I was first introduced to foundry last spring and I had the chance to discover that I can express myself with clay. I was surrounded by talented people and I will try to teach you what I have learned from this experience, by working with some of the first mediums humankind has been able to master.
I wanted to make an interesting book ends set to offer as a present. If you don't have access to a foundry you can make one yourself but that's another project alltogether. I will show you how I did it step by step and the products I used to make it so. I am most comfortable to work with clay (plasteline) rather than drying type of clay.
- Clay (sulfur free)
- Release agent
- 1" brush
- Wax (for lost wax)
- Metal (bronze, aluminum of what you have access to)
- 2k tech patina
Materials for wooden stands (optional)
- 4 9”X9”x1” pieces of wood
- Wood glue
- 8 wood screws
- 4 metal screws
- Crock pot or just a regular pot on the stove
- Small rotating tool to polish
Teachers! Did you use this instructable in your classroom?
Add a Teacher Note to share how you incorporated it into your lesson.
Step 1: Pick Your Clay and Start
I prefer to work with Chavant Clay myself you have to use Sulphur free clay and this particular model that I made is with medium hardness clay. You can do any bust you feel like or any animal for that matter but I went with a low detail cat head.
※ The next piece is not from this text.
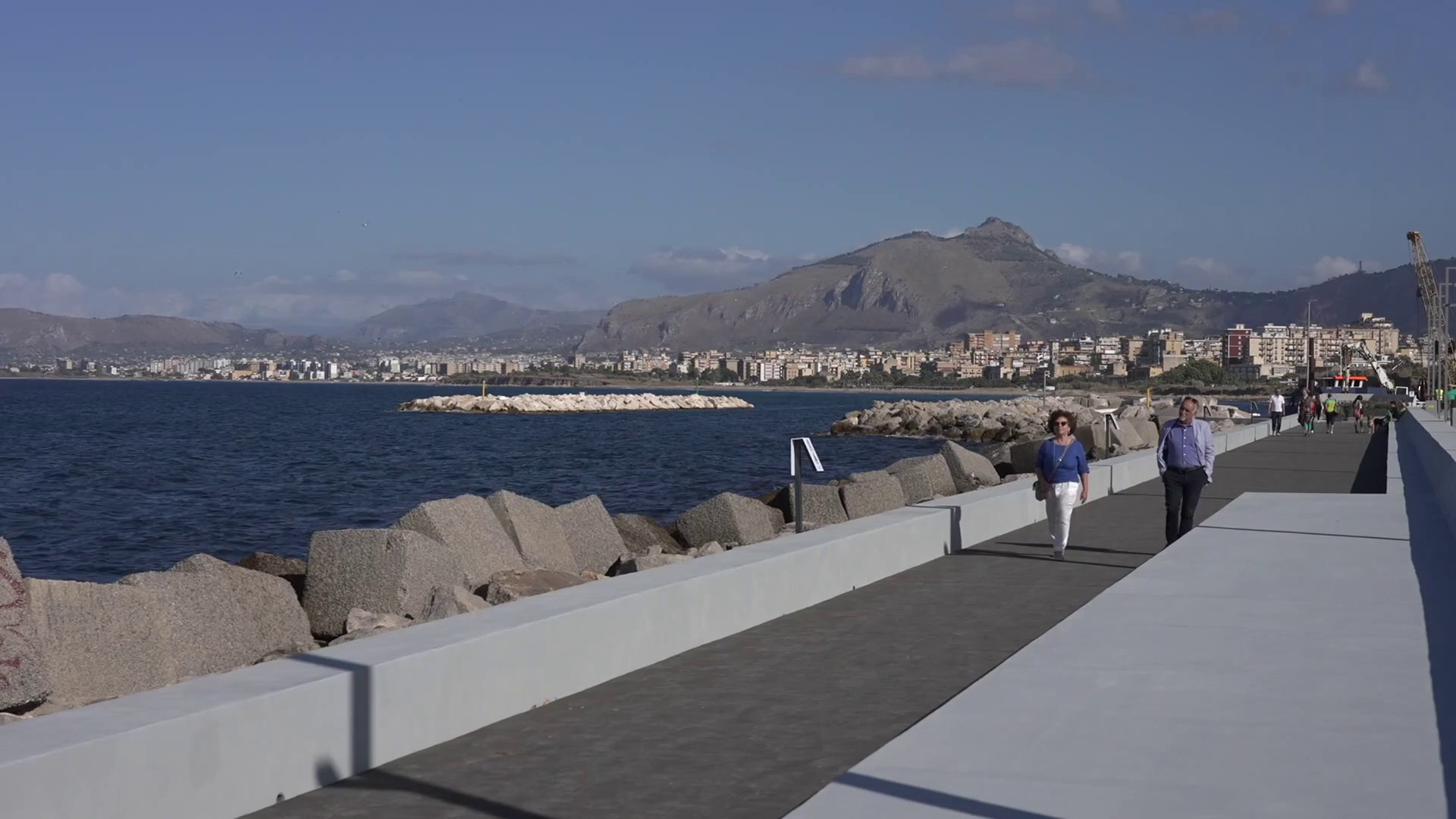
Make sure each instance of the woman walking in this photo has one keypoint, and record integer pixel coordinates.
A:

Step 2: Making Sure It Doesn't Stick to the Silicon Mould
Before we cover our clay with silicon, it's safer to spray it with a release agent just to be on the safe side. This way it will prevent us from ripping the mould trying to get the clay out.
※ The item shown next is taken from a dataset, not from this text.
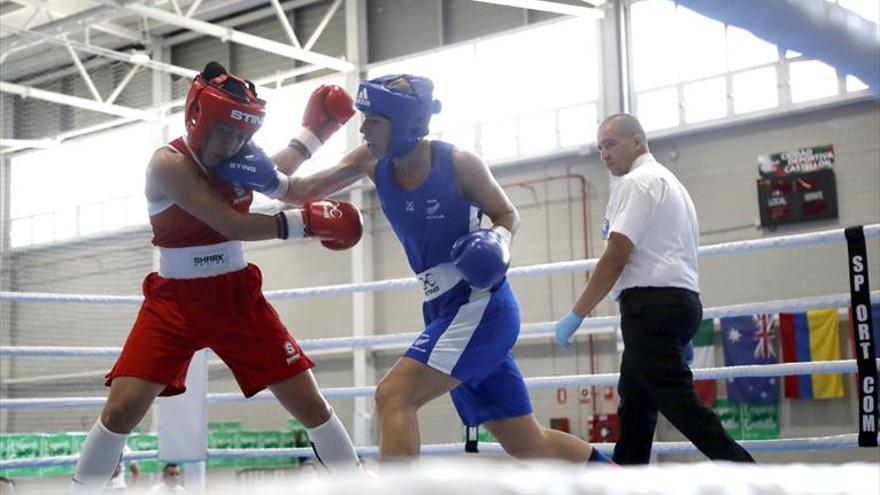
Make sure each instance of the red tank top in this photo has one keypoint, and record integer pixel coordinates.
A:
(173, 227)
Step 3: Prepping the Sculpture and Applying the Silicon
I like to make a little wall with clay around my sculpture to prevent the silicon from running all over my workspace. I sculpt on a regular lazy susan. Always work with gloves when mixing silicon. It`s time to measure equal quantity of Part A and Part B and stir it well, cover the piece with the silicon, bring it back to the top with your brush. This step will be repeated 2 more times over the piece. It is necessary to wait 6 hours between each application but it's all worth it to have a reusable mould.
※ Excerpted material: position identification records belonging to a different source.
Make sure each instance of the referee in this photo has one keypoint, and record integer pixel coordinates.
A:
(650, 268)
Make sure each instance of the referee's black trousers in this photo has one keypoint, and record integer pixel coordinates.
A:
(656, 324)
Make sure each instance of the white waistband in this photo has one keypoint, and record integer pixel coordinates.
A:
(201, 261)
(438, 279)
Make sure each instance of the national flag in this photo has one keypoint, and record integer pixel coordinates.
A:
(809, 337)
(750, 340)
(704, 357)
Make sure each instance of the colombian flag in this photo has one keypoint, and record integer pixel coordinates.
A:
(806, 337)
Once it is dried it is now possible to remove the clay from the mould and get some wax to start our production!
Step 4: Wax Time
I use a mini crock pot to melt my wax. The model you see there is hollow otherwise the casting will be heavy and expensive. I fill the mould, wait a few minutes and put the wax back in the crock pot. I do this 3 times or 4 times depending of the temperature of the wax. I wait 45 minutes between each layer and wait more than 4 hours before removing the wax model from the mould.
I make cones with styrofoam cups and put them in wax to make a base for the head. These base will be the entry for the metal when we will cast them.
Step 5: Prep and Slip-casting
It is now time to get the wax ready for the slip casting. We want to keep our models from falling in the slip when they will be dipped, this is why we make those trees (from the styrofoam cup we dipped previously in the wax) then we add branches to and the pieces firmly with a mix of glue and wax. On the second picture you can see the models have been dipped once in slip then in sand. This will be done for 3 consecutive days. The last picture shows the completed cast and the wax is still in it.
Step 6: This Is When the Wax Gets Lost
It's now time to break open the hardened shells, to put our models in an oven to melt the wax and let it leak out of our models. This is the reason we need one wax per model we want.
Step 7: Melting and Pouring of the Metal.
Time to melt our metal. At the foundry where I go I had access to aluminum and bronze. I made pieces of both metals. We can see the iridescence of the molten metal in the mould.
Step 8: Breaking the Mould and Cleaning the Pieces
The slip has hardened and the metal has cooled off and it's time to break the shell to revele the metal pieces. The top left one on the second picture is my cat head, made of bronze and cleaned up. It was grinded to remove the overflow of metal and it was sandblasted to give it a finer finish. The two aluminum ones were made from sand casting (but that's for another instructable).
Step 9: Patina and Final Product
I use an easy way to create the patina on the bronze. I use a solution from 2k technologies in order to easily create a patina on my pieces, it is easier than the traditional way of making patina finish, you only apply it with a brush and wait for it to dry. I blackened the bronze then buffed it with a rotating tool. This is the final look of it.
It could be screwed in a single wooden piece as well but since I wanted book ends I will add the step that I completed to do so.
The last photo are the complete book end with the head and the tail of a cat but you can do it with two similar busts or any interesting piece you can create with clay.
Mark where you can screw in the metal piece on the wood. Use the drill to make holes in the bottom plank then use the metal screws and fix the head in the plank.
Take 2 more planks, glue and clamp them so they sit at 90 degrees while you screw the bottom to the side. Make it sit on its bottom and you have book-ends. You can add feet at the bottom if you wish.